Впрочем, остудил он сам себя, не будет ни просить, ни тем более умолять, нечего и надеяться: Инна гордая. Но как приятно хотя бы помечтать, представить себе ее, растерянную, плачущую, отвратительно располневшую…
Действительно, какой она приедет сюда? Хватит ли у него сил на то, чтобы вообще на нее взглянуть? Взглянуть и — не удавить на месте? Нет, только не это! Пока он слушал сегодня сетования Петра Иваныча, у него зародился другой план: он избавится от Инны таким образом, что вся вина падет на людоеда, но на сей раз устроит так, что тому уже будет не отвертеться. И он сам защелкнет на людоеде наручники! Заодно станет героем местного значения. А если сможет после этого остановиться, то и обеспечит себе спокойное будущее: преступник ведь будет схвачен. Если не давать больше повода, никто и не подумает искать кого-то другого. Но для этого нужно, чтобы Инна приехала. И как можно скорее!

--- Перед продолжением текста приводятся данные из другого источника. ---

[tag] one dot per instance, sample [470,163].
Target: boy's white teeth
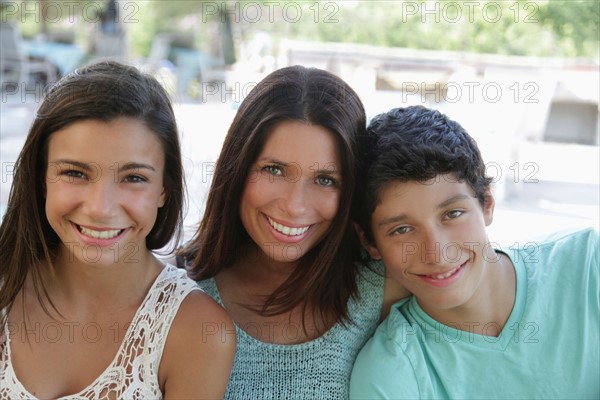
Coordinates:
[286,230]
[100,234]
[446,275]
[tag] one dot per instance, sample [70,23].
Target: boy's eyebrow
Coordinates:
[133,165]
[453,199]
[88,167]
[399,218]
[392,220]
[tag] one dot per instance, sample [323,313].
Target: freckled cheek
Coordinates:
[328,205]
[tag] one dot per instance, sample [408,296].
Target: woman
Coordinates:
[276,246]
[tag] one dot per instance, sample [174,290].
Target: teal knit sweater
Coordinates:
[318,369]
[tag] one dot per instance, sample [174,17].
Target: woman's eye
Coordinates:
[273,170]
[326,181]
[454,214]
[134,179]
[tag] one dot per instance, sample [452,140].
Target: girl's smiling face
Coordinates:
[293,190]
[104,185]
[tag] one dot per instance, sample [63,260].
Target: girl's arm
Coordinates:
[199,352]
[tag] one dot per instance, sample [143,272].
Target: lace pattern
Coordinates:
[133,373]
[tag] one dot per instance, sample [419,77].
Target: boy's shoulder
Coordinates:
[574,241]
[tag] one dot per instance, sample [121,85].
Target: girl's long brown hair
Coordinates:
[102,91]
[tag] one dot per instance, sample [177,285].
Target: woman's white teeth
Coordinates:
[446,275]
[286,230]
[100,234]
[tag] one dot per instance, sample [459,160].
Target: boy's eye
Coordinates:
[73,174]
[401,230]
[273,170]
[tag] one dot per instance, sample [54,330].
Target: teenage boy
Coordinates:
[482,323]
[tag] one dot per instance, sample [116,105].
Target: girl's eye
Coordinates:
[454,214]
[326,181]
[73,174]
[401,230]
[273,170]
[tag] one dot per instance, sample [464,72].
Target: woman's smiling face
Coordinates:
[293,190]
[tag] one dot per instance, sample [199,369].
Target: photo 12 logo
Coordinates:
[271,11]
[469,11]
[70,11]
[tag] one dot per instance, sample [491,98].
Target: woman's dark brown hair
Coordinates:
[325,278]
[102,91]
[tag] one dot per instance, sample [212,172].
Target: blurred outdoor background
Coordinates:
[521,76]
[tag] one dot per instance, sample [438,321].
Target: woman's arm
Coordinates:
[199,352]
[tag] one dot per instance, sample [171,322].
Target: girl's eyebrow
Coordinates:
[133,165]
[78,164]
[274,161]
[121,167]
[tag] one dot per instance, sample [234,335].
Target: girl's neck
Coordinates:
[83,287]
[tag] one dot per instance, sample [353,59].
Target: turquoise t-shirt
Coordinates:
[317,369]
[548,349]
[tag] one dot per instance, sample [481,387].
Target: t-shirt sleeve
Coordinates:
[382,371]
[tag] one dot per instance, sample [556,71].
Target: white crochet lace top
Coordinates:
[133,373]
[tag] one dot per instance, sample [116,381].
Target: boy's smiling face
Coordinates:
[431,236]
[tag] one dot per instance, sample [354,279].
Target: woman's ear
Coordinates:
[163,198]
[371,249]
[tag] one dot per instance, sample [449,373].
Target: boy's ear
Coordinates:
[488,207]
[371,249]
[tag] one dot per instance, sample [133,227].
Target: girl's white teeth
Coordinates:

Кто сказал, что ожидание праздника лучше, чем даже сам праздник? Встреть он того умника на безлюдной тропинке, от души засветил бы ему в морду за эти слова. Потому что лично его ожидание изматывало, истощало, нервировало. Невозможно постоянно жить в таком напряжении. Он слишком сильно хотел того, что должно случиться, слишком сильно ждал. А момент все не наступал. И, что хуже всего, даже не было точно известно, когда наступит. Может, все-таки плюнуть на все и махнуть за Инной? Только сначала надо узнать фамилию ее матери, чтобы справиться в адресном бюро.
Оставшись дома один, он рывком расстегнул брюки. А в мозгу, в такт его движениям, пульсировало только одно: Инна, Инна, Инна…
— Даже и не знаю, что думать, — качая головой, произнес Вадим. — Не верится! Я кого угодно заподозрил бы, но только не его, не Валерку.
— Глаза у него сегодня, там, возле машины, очень вдруг злые стали, — не то соглашаясь, не то возражая, заметил Петр Иваныч. — Я раньше и предположить не мог, что он способен так смотреть. А потом всю злость враз, как рукой, с себя стер. Так тоже не бывает.
— Да это еще ладно, — отмахнулся Вадим. — Но вот следы… И поведение Белки как иначе объяснить? Собака ведь ни на кого раньше не кидалась, разве что на Ванчукова, который когда-то ее, маленькую еще, пнул. Она тот случай крепко запомнила. Всех только облаивала, в том числе Валерку еще недавно. Но, так сказать, по долгу службы. А теперь… Выходит, это ее пытался отравить Зорин? Кстати, Иннулькиными координатами только он один за прошедшее время интересовался, остальные ограничивались вопросами, как у нее идут дела, да приветы передавали.